AMD-GFX Archive on lore.kernel.org
 help / color / mirror / Atom feed
From: "Khatri, Sunil" <sukhatri@amd.com>
To: "Christian König" <christian.koenig@amd.com>,
	"Sunil Khatri" <sunil.khatri@amd.com>,
	"Alex Deucher" <alexander.deucher@amd.com>
Cc: amd-gfx@lists.freedesktop.org
Subject: Re: [PATCH] drm/amdgpu/userq: make sure only one reset work thread runs at a time
Date: Tue, 12 May 2026 15:01:24 +0530	[thread overview]
Message-ID: <3b683519-d634-47a5-a004-eaa9a7aa587c@amd.com> (raw)
In-Reply-To: <d16f309d-27fd-4f50-8e56-3839501a1196@amd.com>


On 12-05-2026 01:52 pm, Christian König wrote:
> On 5/12/26 09:04, Sunil Khatri wrote:
>> CPU0:   hang_detect_work → directly calls reset_work()
>> CPU1:   evict_all → queues reset_work (via workqueue)
>>
>> There is a possibility of two reset thread running at same time.
>> To avoid that we add a per queue manager flag to avoid duplication.
> Clear NAK, that doesn't make sense.
>
> All reset work must run on a single threaded reset queue, so only one work at a time can run.
>
> If multiple reset sources trigger at the same time (which is quite common) then the ones handled by a reset are canceled as soon as the reset is completed.

Got it probably the reason of two instances running is different as we 
discussed.
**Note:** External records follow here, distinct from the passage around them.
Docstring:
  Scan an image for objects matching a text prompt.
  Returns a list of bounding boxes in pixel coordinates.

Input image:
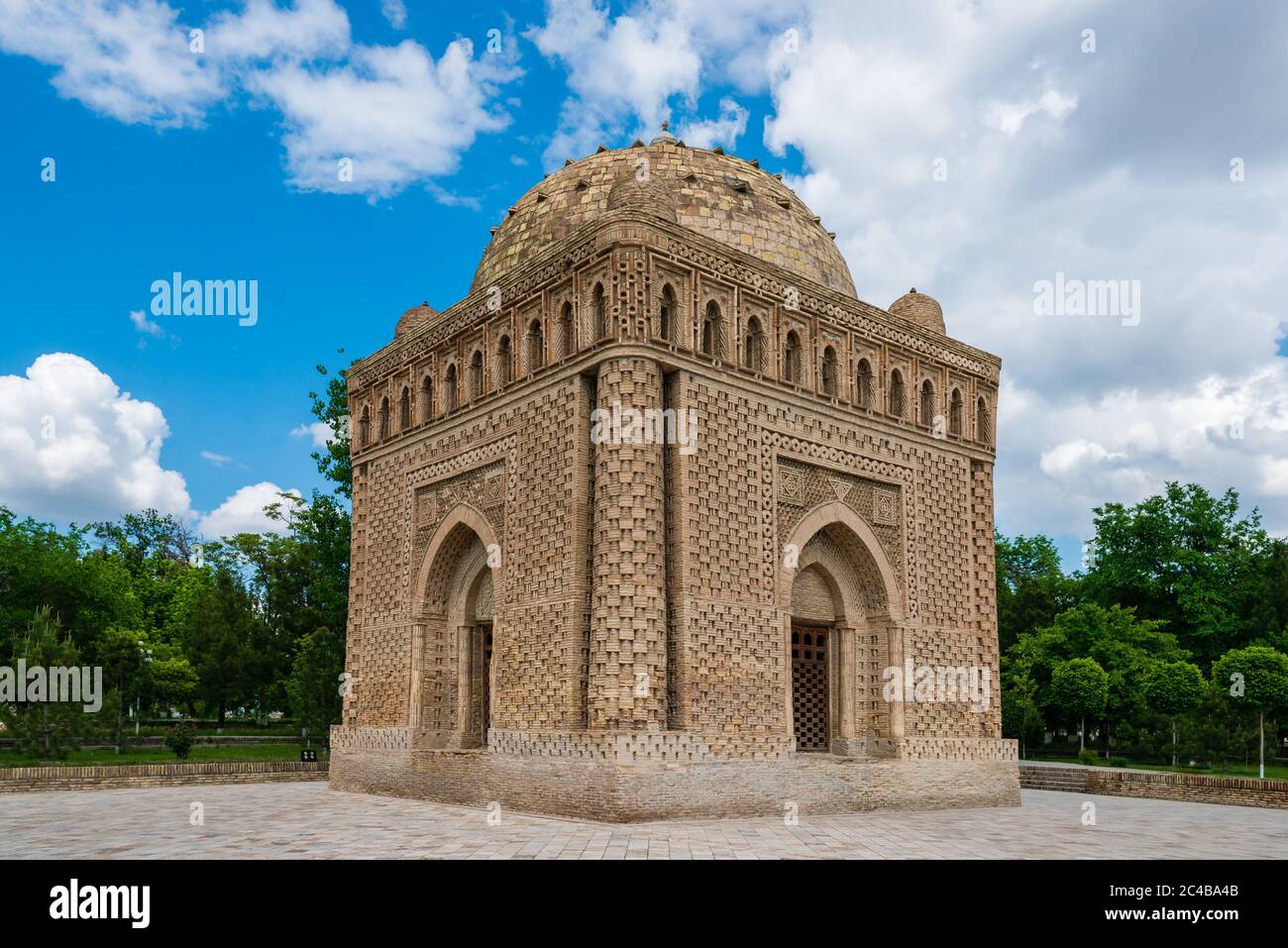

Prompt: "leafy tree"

[1006,603,1186,756]
[1051,658,1109,751]
[309,349,353,497]
[1002,678,1046,759]
[183,570,261,728]
[1083,481,1267,666]
[1145,662,1205,767]
[995,533,1077,652]
[95,626,149,754]
[286,627,344,742]
[0,507,142,653]
[164,720,197,760]
[1212,645,1288,780]
[0,606,87,760]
Shared another patch for an open bug we found.

Regards
Sunil Khatri

>
> Regards,
> Christian.
>
>> Signed-off-by: Sunil Khatri <sunil.khatri@amd.com>
>> ---
>>   drivers/gpu/drm/amd/amdgpu/amdgpu_userq.c | 16 ++++++++++++++++
>>   drivers/gpu/drm/amd/amdgpu/amdgpu_userq.h |  1 +
>>   2 files changed, 17 insertions(+)
>>
>> diff --git a/drivers/gpu/drm/amd/amdgpu/amdgpu_userq.c b/drivers/gpu/drm/amd/amdgpu/amdgpu_userq.c
>> index 0a1fc45f5b4e..1440f51b667f 100644
>> --- a/drivers/gpu/drm/amd/amdgpu/amdgpu_userq.c
>> +++ b/drivers/gpu/drm/amd/amdgpu/amdgpu_userq.c
>> @@ -109,6 +109,19 @@ static void amdgpu_userq_mgr_reset_work(struct work_struct *work)
>>   	if (!amdgpu_gpu_recovery)
>>   		return;
>>   
>> +	/*
>> +	 * Prevent concurrent/duplicate reset executions. Both hang_detect_work
>> +	 * (direct call) and evict_all (via schedule+flush_work) can invoke this
>> +	 * function simultaneously. Use an atomic test-and-set so only the first
>> +	 * caller proceeds; the second exits early.
>> +	 *
>> +	 * Note: amdgpu_in_reset() cannot be used here because in_gpu_reset is
>> +	 * only set deep inside amdgpu_device_gpu_recover(), well after we've
>> +	 * already entered this function.
>> +	 */
>> +	if (atomic_cmpxchg(&uq_mgr->reset_in_progress, 0, 1) != 0)
>> +		return;
>> +
>>   	/*
>>   	 * Iterate through all queue types to detect and reset problematic queues
>>   	 * Process each queue type in the defined order
>> @@ -145,6 +158,8 @@ static void amdgpu_userq_mgr_reset_work(struct work_struct *work)
>>   
>>   		amdgpu_device_gpu_recover(adev, NULL, &reset_context);
>>   	}
>> +
>> +	atomic_set(&uq_mgr->reset_in_progress, 0);
>>   }
>>   
>>   static void amdgpu_userq_hang_detect_work(struct work_struct *work)
>> @@ -1304,6 +1319,7 @@ int amdgpu_userq_mgr_init(struct amdgpu_userq_mgr *userq_mgr, struct drm_file *f
>>   
>>   	INIT_DELAYED_WORK(&userq_mgr->resume_work, amdgpu_userq_restore_worker);
>>   	INIT_WORK(&userq_mgr->reset_work, amdgpu_userq_mgr_reset_work);
>> +	atomic_set(&userq_mgr->reset_in_progress, 0);
>>   	return 0;
>>   }
>>   
>> diff --git a/drivers/gpu/drm/amd/amdgpu/amdgpu_userq.h b/drivers/gpu/drm/amd/amdgpu/amdgpu_userq.h
>> index 49b33e2d6932..2748ecc0f6c9 100644
>> --- a/drivers/gpu/drm/amd/amdgpu/amdgpu_userq.h
>> +++ b/drivers/gpu/drm/amd/amdgpu/amdgpu_userq.h
>> @@ -129,6 +129,7 @@ struct amdgpu_userq_mgr {
>>   	 * Reset work which is used when eviction fails.
>>   	 */
>>   	struct work_struct		reset_work;
>> +	atomic_t			reset_in_progress;
>>   	atomic_t                        userq_count[AMDGPU_RING_TYPE_MAX];
>>   };
>>   

      reply	other threads:[~2026-05-12  9:31 UTC|newest]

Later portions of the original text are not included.